The Dandy Arsehole

I am caught in two minds here.

Coffee in one hand and my egg and bacon roll within reach of the other, I have found just about the only unoccupied seat left at the Qantas domestic terminal.

But the neighbours….

As in is my wont I have given myself about 45 minutes too much waiting time. It’s simply that I hate missing planes. Well that’s not true; I hate worrying about missing planes when I am just about to. And even that’s not true. Once I know I am going to miss a plane I stop worrying altogether. What I hate is thinking about it all, more than I hate getting up early.

So I needed to find a seat; it’s too long a wait to consider standing, eating and drinking.

Back to the business of the neighbours. Next to me at the solely unoccupied table is two persons.
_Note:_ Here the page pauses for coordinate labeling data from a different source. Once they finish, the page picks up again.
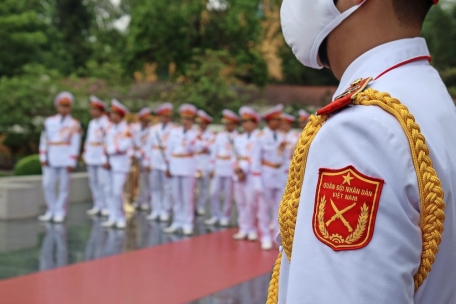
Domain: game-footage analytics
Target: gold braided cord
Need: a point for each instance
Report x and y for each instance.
(273, 290)
(290, 200)
(431, 192)
(288, 210)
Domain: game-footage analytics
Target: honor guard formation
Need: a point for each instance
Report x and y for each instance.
(182, 167)
(360, 200)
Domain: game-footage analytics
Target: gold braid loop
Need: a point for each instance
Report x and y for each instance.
(431, 192)
(273, 290)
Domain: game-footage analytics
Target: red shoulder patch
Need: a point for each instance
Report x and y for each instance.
(346, 204)
(346, 97)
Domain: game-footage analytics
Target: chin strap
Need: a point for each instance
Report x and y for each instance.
(431, 192)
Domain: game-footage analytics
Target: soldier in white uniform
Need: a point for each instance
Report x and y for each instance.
(118, 147)
(140, 140)
(221, 167)
(182, 167)
(157, 164)
(369, 216)
(303, 118)
(93, 155)
(268, 161)
(59, 151)
(54, 249)
(205, 140)
(244, 179)
(291, 139)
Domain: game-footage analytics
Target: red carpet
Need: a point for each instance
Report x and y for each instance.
(172, 273)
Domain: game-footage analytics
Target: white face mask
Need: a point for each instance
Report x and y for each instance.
(306, 23)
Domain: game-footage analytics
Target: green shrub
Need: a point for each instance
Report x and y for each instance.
(29, 165)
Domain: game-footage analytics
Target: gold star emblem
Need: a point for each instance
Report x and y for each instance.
(347, 179)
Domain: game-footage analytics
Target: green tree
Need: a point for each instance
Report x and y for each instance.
(211, 84)
(27, 100)
(22, 35)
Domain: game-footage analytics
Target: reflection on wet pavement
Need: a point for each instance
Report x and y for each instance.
(27, 246)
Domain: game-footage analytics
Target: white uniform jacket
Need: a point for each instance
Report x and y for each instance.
(94, 144)
(140, 140)
(372, 141)
(60, 141)
(118, 147)
(269, 158)
(181, 150)
(223, 154)
(203, 150)
(291, 139)
(157, 145)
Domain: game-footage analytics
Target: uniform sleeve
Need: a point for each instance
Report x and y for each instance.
(170, 146)
(43, 146)
(256, 163)
(75, 144)
(194, 144)
(373, 142)
(147, 149)
(86, 141)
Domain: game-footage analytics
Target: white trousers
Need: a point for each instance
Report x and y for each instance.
(221, 184)
(94, 245)
(183, 209)
(98, 176)
(54, 251)
(203, 185)
(267, 212)
(160, 188)
(144, 188)
(245, 198)
(115, 203)
(56, 204)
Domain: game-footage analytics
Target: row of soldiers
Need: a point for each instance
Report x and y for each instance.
(176, 162)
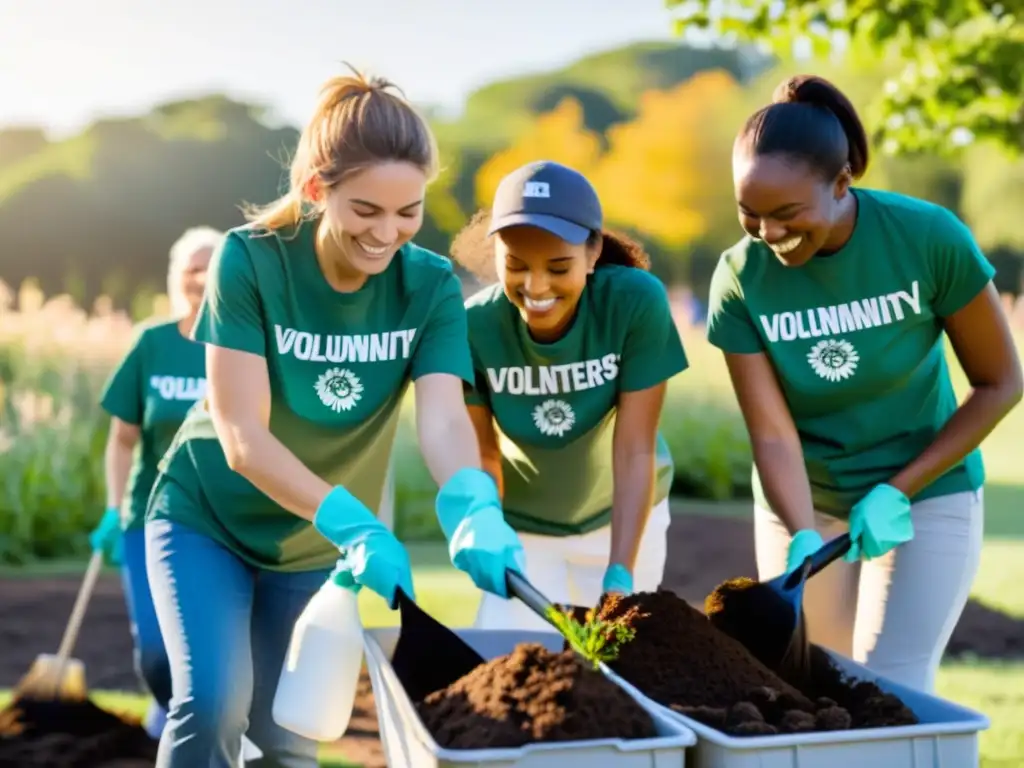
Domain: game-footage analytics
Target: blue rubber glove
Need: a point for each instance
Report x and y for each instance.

My guess is that they are government employees of the state variety. Maybe upper middlish managers in State Rail. Or something like that.

She, who doesn’t figure in this story, is a middle aged Indian woman of a totally nondescript nature. She hardly says a word. Nods a lot though, like one of those dogs on a dashboard.

He is about 40.

Probably a tad over-dressed for State Rail. The suit is too sharpish with its pin stripes contrasting with the over-contrasting shirt. He has a pocket kercheiffy thing going down as well. Pocket squares, I seem to recall, is what they are called.

Not unexpectedly he looks prematurely out of condition. But he has had plenty of practice in talking about himself, that is for sure.

[Switching to past tense; 15 minutes have gone by dear reader and the pair of nuggets have gone now]

I just got his whole life story in ten minutes in an annoyingly high-pitched first generation accent. Having gone to a multi-cultural school I would guess his parents were Yugoslavian of one sort or another. And I can say that because they were born in Yugoslavia, and when they left it was still Yugoslavia and not the current collection of seething pocket squares.

His mother was a saint that died young, at 72. Worked hard, raised all the kids, went to church and imparted all her wisdom on the kids (including my confessor) which seems to have boiled down to this; work hard, be entirely self focused and die shortly after you retire. Oh, and be as banal as you possibly can be.

The rest of the conversation was broken up into lectures on work and real estate.

Work was just a series of brain dribbles masquerading as management activities. Dribble, dribble, dribble. He even said at one point; “we need to do something new or innovative”. I would have loved to a have asked the difference.

Real estate was all about the value of his house, then the value of the one next door which didn’t even have an en suite and sold on the weekend for one point five millions dollars, and then the one he almost went deep into debt for last year which is on a thousand square meter block and is now worth half a million more than he would have paid for it.

Finally he got onto his vision for his life. At forty years of age he is fixated on retiring young and enjoying his retirement with plenty of cash and no anxiety. At some point, he said, he might even travel somewhere.

About here I couldn’t take it any more, the headphones went in; The Dandy Warhols to the rescue.